Answer: I think participating in this corporal work of mercy in a more hands on way is very therapeutic.  The tradition of the family members digging the hole is also very powerful in that when someone here says, “I buried my father, mother, sister, brother, it literally means I dug the hole, I lowered them into the hole and covered them with dirt.”  All of this is done as an act of love for the deceased.


Question #10: It’s hard to know how long to stay at the cemetery because there is no official ending whereby someone says, “Thank you for coming. Please find your way to your cars so that the family can pay their final respects in private.”  Here, everyone just slowly disappears. How do you feel as it all comes to an end and people start to wander away?


Answer: I feel grateful to have been able to help the family.


Question #11: How has our time in Peru impacted your perspective on death and dying?

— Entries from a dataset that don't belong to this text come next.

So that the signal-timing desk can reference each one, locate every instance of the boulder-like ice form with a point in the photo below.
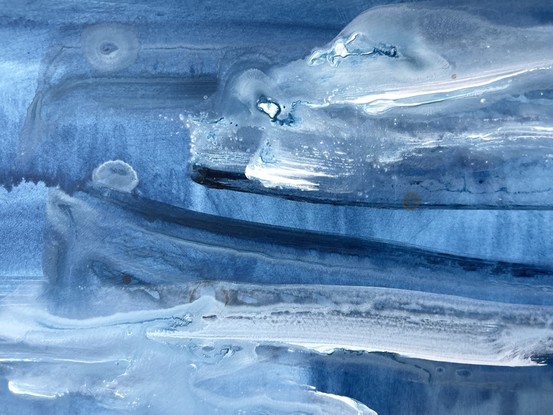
(110, 47)
(406, 99)
(115, 175)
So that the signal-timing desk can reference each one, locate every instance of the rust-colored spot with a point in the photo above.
(411, 201)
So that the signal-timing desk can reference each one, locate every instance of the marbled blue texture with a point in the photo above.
(111, 302)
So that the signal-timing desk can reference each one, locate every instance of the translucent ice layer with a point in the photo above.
(408, 106)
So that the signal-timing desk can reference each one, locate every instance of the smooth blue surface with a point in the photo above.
(72, 250)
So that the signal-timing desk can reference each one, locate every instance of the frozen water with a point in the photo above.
(406, 99)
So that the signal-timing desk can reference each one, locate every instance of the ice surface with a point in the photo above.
(406, 100)
(127, 288)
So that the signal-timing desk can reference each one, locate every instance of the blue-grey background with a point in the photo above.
(74, 133)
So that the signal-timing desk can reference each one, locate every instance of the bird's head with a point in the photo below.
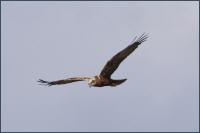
(91, 82)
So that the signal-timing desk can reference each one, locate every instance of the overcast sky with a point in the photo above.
(56, 40)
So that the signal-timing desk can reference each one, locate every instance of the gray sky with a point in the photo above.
(55, 40)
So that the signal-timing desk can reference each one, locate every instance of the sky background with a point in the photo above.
(56, 40)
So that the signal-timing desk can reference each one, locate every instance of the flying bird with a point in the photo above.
(104, 78)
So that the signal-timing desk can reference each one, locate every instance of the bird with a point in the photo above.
(104, 78)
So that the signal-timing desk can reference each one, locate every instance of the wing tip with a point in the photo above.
(142, 38)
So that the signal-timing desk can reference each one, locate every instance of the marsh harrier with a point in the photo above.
(104, 78)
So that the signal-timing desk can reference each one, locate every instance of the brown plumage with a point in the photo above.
(104, 78)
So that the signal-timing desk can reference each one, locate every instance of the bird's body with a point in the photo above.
(104, 78)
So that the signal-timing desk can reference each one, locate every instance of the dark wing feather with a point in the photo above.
(115, 61)
(64, 81)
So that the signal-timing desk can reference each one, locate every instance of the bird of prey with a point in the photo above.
(104, 78)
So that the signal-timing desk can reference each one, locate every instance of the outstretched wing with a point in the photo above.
(115, 61)
(64, 81)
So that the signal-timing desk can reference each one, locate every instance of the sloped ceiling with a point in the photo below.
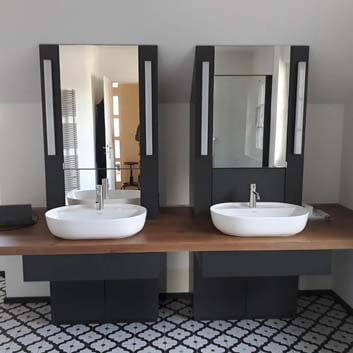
(176, 27)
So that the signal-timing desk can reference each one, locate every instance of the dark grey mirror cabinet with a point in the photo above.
(100, 120)
(247, 126)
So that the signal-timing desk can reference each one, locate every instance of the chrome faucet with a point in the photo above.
(105, 188)
(254, 196)
(99, 198)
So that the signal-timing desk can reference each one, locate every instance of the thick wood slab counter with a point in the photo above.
(176, 230)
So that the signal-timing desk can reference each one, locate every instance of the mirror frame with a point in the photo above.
(54, 172)
(279, 184)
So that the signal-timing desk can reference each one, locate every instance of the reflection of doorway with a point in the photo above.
(125, 101)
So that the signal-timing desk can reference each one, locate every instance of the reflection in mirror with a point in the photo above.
(100, 114)
(250, 106)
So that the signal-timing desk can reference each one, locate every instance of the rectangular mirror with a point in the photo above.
(251, 90)
(100, 116)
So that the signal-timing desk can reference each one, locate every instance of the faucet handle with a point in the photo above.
(99, 195)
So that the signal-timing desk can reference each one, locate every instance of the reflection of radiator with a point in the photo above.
(68, 107)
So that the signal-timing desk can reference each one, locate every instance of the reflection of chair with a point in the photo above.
(131, 181)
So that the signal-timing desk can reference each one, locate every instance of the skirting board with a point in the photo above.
(164, 296)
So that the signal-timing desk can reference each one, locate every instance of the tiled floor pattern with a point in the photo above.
(322, 325)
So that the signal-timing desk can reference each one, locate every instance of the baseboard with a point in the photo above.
(179, 295)
(187, 296)
(315, 291)
(22, 300)
(328, 292)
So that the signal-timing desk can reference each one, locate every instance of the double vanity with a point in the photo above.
(102, 240)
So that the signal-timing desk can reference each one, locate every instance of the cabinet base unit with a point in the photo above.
(77, 302)
(237, 285)
(99, 288)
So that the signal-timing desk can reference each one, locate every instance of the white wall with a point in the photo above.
(343, 260)
(323, 151)
(174, 154)
(22, 177)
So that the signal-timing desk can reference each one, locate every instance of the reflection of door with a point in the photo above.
(109, 139)
(127, 120)
(100, 143)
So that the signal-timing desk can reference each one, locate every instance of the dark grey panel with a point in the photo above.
(217, 298)
(201, 166)
(271, 297)
(131, 300)
(54, 173)
(233, 185)
(264, 263)
(77, 302)
(92, 267)
(295, 163)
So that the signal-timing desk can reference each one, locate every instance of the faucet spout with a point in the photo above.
(254, 196)
(99, 198)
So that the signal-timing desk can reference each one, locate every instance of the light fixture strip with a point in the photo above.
(49, 107)
(204, 107)
(148, 107)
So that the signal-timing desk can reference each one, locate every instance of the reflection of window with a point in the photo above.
(260, 116)
(115, 105)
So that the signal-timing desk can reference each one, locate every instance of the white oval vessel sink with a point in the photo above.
(85, 222)
(267, 219)
(88, 197)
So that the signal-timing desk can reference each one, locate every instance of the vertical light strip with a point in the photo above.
(204, 107)
(148, 107)
(299, 110)
(49, 107)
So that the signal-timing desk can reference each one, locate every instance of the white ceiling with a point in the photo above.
(176, 27)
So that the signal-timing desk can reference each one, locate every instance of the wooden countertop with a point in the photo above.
(177, 230)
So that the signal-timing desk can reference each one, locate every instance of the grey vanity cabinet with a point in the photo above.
(99, 287)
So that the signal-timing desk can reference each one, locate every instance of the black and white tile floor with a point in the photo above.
(322, 325)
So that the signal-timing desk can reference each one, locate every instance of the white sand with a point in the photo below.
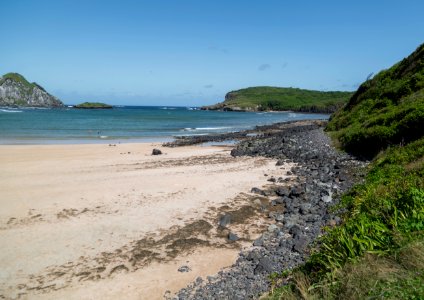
(67, 210)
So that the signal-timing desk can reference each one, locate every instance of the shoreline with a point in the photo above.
(91, 221)
(244, 197)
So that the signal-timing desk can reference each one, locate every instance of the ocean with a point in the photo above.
(127, 123)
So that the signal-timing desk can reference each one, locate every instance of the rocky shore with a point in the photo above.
(300, 204)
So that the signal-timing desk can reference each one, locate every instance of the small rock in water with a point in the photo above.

Answer: When I think back early on in life I didn’t really think about death. I was sheltered from it. Then there was a period in my life when I felt like I was fearless.  I thought I was above death and that I couldn’t die no matter what happened. It’s that sort of invincibility of youth. Then, I think I had a period where I was afraid of death. But now more than ever, I hope and pray for a peaceful death and I believe the key to that is living rightly or being the best version of myself that I can be and answering the call that all of us have to be holy.  I have a long way to go, but I feel I have come a long way and I continue to pray and to work on this each day.


Missions has definitely effected us. It's hard to know exactly how we've changed, but I thank God for all the work He's done in us these last few years. Although I know there are tough days ahead, I look forward to what Jesus has in store.